Dillow adds that different countries will penalise overstayers with different degrees of severity.
“In stricter countries, such as France and Germany, you risk a ban from the whole Schengen Zone [if you break the rules].”
Cara, a 35-year-old musician from Brighton, who only wants to be known by her first name, is struggling to maintain a relationship with a journalist from Stockholm who she met at a gig in 2022.
Erik is aged 41 and has three young children who he co-parents with his Swedish ex-partner.
“Of course, Erik is tied to school terms in Sweden,” Cara says. “I also need to reserve my Schengen allocation for my work across Europe. It’s a real struggle. There are lots of lonely times when we can’t be together.”
Family lawyer Jennifer McNeil has seen the complexities of Brexit lead to relationship breakdowns for couples who live between the UK and the EU (or Schengen Area).
“Brexit has made everything much more complicated,” McNeil says.
“There’s more ‘divorce shopping’, in which parties apply to a court for a case to be seized [taken up] in a country where the laws are favourable to them, and frequent clashes between financial considerations, habitual residences and where divorcing parties want to live [especially when children are involved].”
In the face of cold legal realities, McNeil advises international couples to take an annual stock of what they would each want to do in the event of a split.

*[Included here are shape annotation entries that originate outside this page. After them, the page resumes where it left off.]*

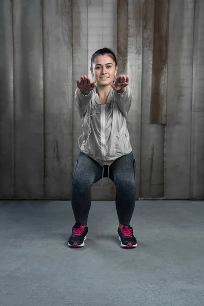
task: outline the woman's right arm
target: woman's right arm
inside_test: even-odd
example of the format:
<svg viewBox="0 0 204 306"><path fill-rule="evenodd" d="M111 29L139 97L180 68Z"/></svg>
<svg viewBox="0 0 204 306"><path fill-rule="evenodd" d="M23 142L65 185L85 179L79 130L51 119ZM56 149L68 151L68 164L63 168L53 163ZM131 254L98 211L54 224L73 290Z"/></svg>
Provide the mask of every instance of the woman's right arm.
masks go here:
<svg viewBox="0 0 204 306"><path fill-rule="evenodd" d="M82 75L81 82L76 80L78 88L75 92L75 98L76 107L82 118L86 112L91 99L92 97L95 84L91 83L91 80L86 75Z"/></svg>

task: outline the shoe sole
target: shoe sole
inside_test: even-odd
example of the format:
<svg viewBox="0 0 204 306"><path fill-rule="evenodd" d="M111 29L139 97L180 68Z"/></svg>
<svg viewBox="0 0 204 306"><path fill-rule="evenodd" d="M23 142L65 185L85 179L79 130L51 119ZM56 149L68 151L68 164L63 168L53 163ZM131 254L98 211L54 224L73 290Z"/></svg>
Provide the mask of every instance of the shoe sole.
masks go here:
<svg viewBox="0 0 204 306"><path fill-rule="evenodd" d="M129 243L128 243L128 244L122 244L122 241L121 240L121 238L120 237L120 236L119 236L118 239L120 240L120 241L121 241L121 243L120 244L120 246L121 246L122 247L125 247L126 248L133 248L134 247L137 247L137 243L136 243L136 244L134 245L134 244L132 244L131 243L131 242L129 242Z"/></svg>
<svg viewBox="0 0 204 306"><path fill-rule="evenodd" d="M74 242L73 244L70 244L68 242L68 245L71 247L82 247L82 246L84 246L85 245L84 241L87 239L87 238L86 236L84 237L84 241L82 244L78 244L77 242Z"/></svg>

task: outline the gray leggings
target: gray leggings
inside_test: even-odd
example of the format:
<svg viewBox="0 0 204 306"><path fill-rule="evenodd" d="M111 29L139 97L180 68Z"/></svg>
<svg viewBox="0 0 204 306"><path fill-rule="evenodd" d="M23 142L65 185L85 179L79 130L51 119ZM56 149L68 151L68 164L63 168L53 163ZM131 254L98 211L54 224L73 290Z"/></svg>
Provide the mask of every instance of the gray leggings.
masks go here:
<svg viewBox="0 0 204 306"><path fill-rule="evenodd" d="M104 177L108 177L107 165ZM116 186L116 206L119 222L128 225L135 209L136 163L132 152L121 156L109 168L109 178ZM102 178L103 168L90 157L80 151L76 159L72 184L71 206L76 222L87 224L91 208L91 188ZM104 186L104 192L106 187Z"/></svg>

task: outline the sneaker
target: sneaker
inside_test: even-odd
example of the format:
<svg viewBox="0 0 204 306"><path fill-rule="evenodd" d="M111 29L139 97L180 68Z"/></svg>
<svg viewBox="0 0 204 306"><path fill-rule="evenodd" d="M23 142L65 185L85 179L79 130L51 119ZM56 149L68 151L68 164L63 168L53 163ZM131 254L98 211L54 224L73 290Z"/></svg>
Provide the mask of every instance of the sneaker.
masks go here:
<svg viewBox="0 0 204 306"><path fill-rule="evenodd" d="M133 227L130 224L125 225L122 228L118 228L118 239L121 242L120 246L125 248L136 247L137 239L133 236Z"/></svg>
<svg viewBox="0 0 204 306"><path fill-rule="evenodd" d="M75 223L72 227L72 232L69 238L68 245L72 247L84 246L84 241L87 239L86 235L88 232L88 227L83 227L79 223Z"/></svg>

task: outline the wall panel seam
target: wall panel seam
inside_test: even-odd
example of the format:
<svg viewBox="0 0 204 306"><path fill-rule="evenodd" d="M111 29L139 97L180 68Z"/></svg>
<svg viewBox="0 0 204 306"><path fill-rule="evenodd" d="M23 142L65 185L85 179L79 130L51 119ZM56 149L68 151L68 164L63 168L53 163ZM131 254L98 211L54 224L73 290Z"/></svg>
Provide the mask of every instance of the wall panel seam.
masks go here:
<svg viewBox="0 0 204 306"><path fill-rule="evenodd" d="M14 31L13 28L13 1L11 0L11 22L12 23L12 40L13 40L13 197L16 197L16 159L15 159L15 153L16 153L16 134L15 134L15 46L14 46Z"/></svg>

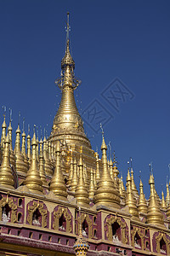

“Like you would have a will to prepare for your death, couples should have an agreement to split,” she says. Crucially, she adds, this should be discussed while you are still on good relations.
Cara is now debating whether to propose to her Swedish other half. Meanwhile, like me, Emma Henke looks back wistfully on the simpler days of her youth.
“I graduated in 1996 and Europe was my playground,” she says. “I lived in Paris for a year, and I had a blast.”
Who would have thought, she muses, that two decades later she would be calculating Schengen calendar logistics with her other half.
“It rather sucks the romance out of a European romance, doesn’t it?”